Reviewed by Leah Maclean

 

 

Once a year Footnote’s three-week Choreolab dance intensive comes around and six dancers are plucked from the programme to perform in a short-term company developed specifically for the New Zealand Fringe. This year the ChoreoCo team was made up by Laura Beanland-Stephens, Sarah Elsworth, Sophie Gargan, Rosie Tapsell, Hannah Tasker-Poland and Bella Wilson, under the choreographic instruction of the multi-disciplined New Zealand artist Alexa Wilson.

The audience filters into Circa’s more intimate theatre, the space is darkened and an orange quartz rock sits centre stage illuminated by an inner light. A dancer stands at the far wall with her back to the audience; she stands stock still right up until the performance begins. It’s a curious exercise, perhaps a question of whether anyone notices she is there. She is Bella, dressed in a dark leotard and Ray-Bans. She crawls and slithers across the stage; she clambers over the pointed quartz and lets out, grating high-pitched screeches. As this happens obscure sentences and words are projected high-up on the rear wall, there is a battle between watching the performers and reading the words above.    

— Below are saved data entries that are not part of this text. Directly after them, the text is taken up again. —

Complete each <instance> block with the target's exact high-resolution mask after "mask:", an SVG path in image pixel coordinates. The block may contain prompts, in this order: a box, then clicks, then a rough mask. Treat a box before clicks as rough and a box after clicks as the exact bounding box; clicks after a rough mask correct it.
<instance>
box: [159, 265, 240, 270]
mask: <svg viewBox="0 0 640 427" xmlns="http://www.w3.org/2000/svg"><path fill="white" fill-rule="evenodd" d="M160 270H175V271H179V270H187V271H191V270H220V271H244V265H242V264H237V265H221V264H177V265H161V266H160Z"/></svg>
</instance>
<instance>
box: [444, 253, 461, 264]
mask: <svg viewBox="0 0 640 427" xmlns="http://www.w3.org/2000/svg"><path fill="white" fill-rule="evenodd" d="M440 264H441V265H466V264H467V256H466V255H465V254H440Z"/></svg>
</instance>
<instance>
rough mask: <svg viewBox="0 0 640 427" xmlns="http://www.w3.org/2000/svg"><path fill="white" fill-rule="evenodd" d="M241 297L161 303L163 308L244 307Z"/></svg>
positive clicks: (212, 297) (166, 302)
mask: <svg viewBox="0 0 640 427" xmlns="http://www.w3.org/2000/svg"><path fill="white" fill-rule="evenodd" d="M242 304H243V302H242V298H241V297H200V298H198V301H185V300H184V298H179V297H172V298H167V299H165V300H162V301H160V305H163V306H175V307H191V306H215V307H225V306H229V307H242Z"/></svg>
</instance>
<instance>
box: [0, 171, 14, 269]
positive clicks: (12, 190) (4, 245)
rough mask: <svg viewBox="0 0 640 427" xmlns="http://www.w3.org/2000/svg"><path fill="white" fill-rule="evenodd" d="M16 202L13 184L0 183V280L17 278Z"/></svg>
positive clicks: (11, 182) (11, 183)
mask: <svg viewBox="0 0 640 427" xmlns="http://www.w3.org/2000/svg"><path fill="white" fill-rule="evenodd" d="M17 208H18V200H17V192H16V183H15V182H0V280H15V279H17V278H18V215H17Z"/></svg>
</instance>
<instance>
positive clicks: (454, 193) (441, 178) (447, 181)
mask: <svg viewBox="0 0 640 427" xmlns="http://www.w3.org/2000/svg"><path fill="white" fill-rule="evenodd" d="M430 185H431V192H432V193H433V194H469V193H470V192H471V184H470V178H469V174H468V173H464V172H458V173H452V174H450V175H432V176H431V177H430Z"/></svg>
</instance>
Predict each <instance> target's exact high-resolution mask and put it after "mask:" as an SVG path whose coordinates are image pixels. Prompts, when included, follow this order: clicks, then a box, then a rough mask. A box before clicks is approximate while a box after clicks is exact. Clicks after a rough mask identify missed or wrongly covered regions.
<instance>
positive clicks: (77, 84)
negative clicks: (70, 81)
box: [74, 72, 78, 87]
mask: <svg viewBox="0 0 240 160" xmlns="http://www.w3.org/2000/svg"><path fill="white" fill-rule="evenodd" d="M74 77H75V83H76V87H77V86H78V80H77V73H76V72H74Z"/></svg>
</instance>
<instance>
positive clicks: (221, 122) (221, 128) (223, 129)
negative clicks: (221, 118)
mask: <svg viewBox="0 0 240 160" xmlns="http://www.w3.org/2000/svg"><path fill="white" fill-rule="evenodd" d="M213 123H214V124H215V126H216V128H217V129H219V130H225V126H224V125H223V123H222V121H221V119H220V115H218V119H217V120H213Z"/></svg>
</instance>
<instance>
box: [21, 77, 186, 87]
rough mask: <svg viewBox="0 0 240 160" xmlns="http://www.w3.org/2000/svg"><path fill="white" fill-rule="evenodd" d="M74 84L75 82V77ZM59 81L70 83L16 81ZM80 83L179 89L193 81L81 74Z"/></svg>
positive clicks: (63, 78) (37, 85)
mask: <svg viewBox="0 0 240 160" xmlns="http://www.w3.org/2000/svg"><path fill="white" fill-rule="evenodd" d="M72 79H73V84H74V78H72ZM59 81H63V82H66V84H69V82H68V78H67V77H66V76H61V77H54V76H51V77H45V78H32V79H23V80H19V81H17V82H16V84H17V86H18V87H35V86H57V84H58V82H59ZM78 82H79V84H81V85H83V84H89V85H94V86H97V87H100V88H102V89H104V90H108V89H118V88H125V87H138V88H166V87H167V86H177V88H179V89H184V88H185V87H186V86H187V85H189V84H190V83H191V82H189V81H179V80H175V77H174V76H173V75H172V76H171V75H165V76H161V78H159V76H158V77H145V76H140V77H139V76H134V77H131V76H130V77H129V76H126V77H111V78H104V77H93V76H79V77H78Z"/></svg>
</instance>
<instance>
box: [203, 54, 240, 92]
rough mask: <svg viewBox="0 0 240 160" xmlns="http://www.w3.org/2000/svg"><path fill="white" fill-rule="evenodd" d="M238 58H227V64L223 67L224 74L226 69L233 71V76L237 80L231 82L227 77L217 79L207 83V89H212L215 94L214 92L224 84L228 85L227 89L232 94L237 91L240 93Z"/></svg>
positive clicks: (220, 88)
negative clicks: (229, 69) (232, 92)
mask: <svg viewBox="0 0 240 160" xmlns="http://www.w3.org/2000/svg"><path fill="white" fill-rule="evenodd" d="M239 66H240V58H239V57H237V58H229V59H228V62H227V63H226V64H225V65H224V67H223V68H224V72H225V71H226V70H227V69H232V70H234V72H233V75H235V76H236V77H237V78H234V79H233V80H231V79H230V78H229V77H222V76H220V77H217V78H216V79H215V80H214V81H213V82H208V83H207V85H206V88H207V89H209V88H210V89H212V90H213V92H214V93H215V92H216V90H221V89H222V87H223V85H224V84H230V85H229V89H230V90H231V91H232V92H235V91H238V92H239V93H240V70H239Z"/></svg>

In the programme notes The Dark Light is described as a “dimly lit cave” where “connections are fragmented and lost".  This description becomes clear when the performers emerge tentatively from the dark recesses around the stage and in a series of unrelated, disjointed solos. Each performer throws themselves whole-heartedly into their angst-ridden characters and there is more theatrics than actual dance. Hannah, welding a clipboard, bellows the names of audience members into a microphone, including my own; “Do you feel me!”, Sophie draws diagrams on a whiteboard and reads from a personal journal, Rosie performs an extract of both jerky and fluid movements, Laura writhes on the floor and Sarah spins uncontrollable for an extraordinarily long time. There are very few moments of cohesion but when the dancers do come together we are confronted by a powerful ‘girl-gang’ all vying for the stage and their reality. The Dark Light contains noise and destruction, the dancers are manic and tangled, and there is also a certain element of uncertainty in these young performers. It is chaotic in the search for oneself and ones desired reality.

Alexa must be commended for her impeccable sound design, overlaying popular music with other sound bites and tracks – the effect of it creating a mystifying and surreal atmosphere. The costuming is dark, glittery and bold; there is an instance where the dancers strip down as if shedding their skins and the next time the lights come up they have alternated the dress. One has to wonder if the implication of this costume change means that they have found their desired and true selves. The performers confess their very relatable insecurities and then turn to the audience, questioning select members on whether they have been honest, vulnerable and whether the world needs conflict. The final act and the audience is brought onto the stage, a technique that has become popular in the contemporary, the lighted quartz is passed around in an almost cult-like fashion. It is a symbol that we are joined and that we are present.